Qualche settimana fa ho avuto la possibilità di fare una bella chiacchierata con un collega di cui ho stima e che mi sta anche tendenzialmente simpatico.
In questa chiacchierata si è parlato di cosa vuol dire lasciare il posto della vita, quello nella multinazionale solida e figa, e mettersi in proprio.
Ho avuto occasione di ripensare a cosa mi ha spaventato di più quando nel 2020 ho fatto io quella scelta: cosa avevo più paura di perdere?
Mentre chiacchieravo e mangiavo un toast in piedi, ho capito che la cosa che ho fatto più fatica a mollare è stato lo status sociale.
La carta aziendale, i viaggi in prima classe, il job title roboante.
È stato quello il mio cerotto da strappare, più che il rischio dell’avventura imprenditoriale, l’incertezza, l’investimento.
È stato perdere il riconoscimento di essere vista “arrivata” nel mio contesto professionale.

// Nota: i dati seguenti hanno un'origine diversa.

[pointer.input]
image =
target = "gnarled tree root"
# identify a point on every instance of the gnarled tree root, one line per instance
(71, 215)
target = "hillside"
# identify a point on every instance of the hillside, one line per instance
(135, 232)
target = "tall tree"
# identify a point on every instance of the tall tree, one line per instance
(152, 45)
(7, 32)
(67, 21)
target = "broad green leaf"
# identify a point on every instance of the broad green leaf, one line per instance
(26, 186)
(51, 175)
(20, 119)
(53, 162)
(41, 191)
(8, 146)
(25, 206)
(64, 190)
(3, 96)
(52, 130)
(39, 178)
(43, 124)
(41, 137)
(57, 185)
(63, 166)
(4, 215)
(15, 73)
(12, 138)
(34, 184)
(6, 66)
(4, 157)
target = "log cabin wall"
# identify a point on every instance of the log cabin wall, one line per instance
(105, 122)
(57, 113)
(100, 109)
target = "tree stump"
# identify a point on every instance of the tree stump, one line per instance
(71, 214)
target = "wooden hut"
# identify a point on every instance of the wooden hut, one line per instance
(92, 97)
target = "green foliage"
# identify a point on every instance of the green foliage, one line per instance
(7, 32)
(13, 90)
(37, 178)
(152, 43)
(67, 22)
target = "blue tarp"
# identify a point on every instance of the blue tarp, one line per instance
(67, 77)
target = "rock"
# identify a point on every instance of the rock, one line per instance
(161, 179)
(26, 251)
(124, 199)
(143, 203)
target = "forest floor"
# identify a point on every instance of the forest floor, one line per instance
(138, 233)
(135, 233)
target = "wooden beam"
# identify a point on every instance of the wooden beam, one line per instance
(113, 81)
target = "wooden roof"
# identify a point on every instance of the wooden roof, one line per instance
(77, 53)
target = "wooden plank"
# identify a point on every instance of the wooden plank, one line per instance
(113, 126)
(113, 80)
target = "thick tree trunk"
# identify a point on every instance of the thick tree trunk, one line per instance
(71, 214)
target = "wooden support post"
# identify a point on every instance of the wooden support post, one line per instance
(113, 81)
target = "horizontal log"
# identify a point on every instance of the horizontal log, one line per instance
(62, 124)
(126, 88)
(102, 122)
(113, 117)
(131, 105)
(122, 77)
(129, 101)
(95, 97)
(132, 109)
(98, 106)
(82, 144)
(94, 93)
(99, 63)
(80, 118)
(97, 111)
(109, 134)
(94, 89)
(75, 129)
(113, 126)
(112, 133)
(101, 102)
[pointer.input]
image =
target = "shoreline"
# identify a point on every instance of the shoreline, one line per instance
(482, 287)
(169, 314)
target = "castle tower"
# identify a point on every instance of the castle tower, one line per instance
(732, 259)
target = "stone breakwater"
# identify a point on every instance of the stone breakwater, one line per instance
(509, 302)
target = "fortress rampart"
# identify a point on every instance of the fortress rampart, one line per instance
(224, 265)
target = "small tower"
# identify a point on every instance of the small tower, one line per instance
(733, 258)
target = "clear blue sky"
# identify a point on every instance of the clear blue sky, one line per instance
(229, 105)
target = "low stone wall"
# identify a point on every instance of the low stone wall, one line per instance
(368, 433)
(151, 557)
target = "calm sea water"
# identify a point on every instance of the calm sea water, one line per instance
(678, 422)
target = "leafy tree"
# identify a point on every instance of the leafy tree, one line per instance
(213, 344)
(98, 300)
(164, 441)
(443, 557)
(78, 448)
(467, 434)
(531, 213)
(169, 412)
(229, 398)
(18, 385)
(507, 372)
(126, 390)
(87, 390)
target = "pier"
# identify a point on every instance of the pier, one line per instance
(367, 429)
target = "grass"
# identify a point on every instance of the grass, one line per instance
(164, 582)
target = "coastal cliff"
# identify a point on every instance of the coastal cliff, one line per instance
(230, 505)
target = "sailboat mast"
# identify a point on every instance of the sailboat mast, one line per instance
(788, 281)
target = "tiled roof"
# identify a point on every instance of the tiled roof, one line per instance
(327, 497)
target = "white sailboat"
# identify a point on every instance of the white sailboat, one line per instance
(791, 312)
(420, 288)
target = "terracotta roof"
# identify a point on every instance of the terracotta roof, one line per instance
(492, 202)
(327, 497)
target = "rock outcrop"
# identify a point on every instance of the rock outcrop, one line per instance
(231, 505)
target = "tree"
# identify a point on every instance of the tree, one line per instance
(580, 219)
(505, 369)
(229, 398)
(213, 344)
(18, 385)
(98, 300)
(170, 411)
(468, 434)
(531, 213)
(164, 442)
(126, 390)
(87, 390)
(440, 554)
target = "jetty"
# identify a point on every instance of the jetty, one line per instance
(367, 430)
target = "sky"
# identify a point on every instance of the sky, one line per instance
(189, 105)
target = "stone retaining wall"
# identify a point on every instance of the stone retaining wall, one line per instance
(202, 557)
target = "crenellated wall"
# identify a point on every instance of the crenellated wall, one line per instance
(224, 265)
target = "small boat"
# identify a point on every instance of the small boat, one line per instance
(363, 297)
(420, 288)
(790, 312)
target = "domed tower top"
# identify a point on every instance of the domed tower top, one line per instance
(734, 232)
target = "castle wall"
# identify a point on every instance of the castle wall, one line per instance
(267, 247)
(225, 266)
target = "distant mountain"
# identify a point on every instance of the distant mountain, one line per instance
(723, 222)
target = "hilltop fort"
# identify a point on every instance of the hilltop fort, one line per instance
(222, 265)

La verità, ripensandoci dopo quattro anni, è che alla fine non mi serve sentirmi arrivata da nessuna parte.
Quello che mi serve è poter esprimere quello che penso e costruire quello che immagino.
Per poterlo fare valeva la pena tagliare a metà la carta di credito aziendale.
Per questo e per poter spegnere il computer e farmi un giro al mare quando non ho call.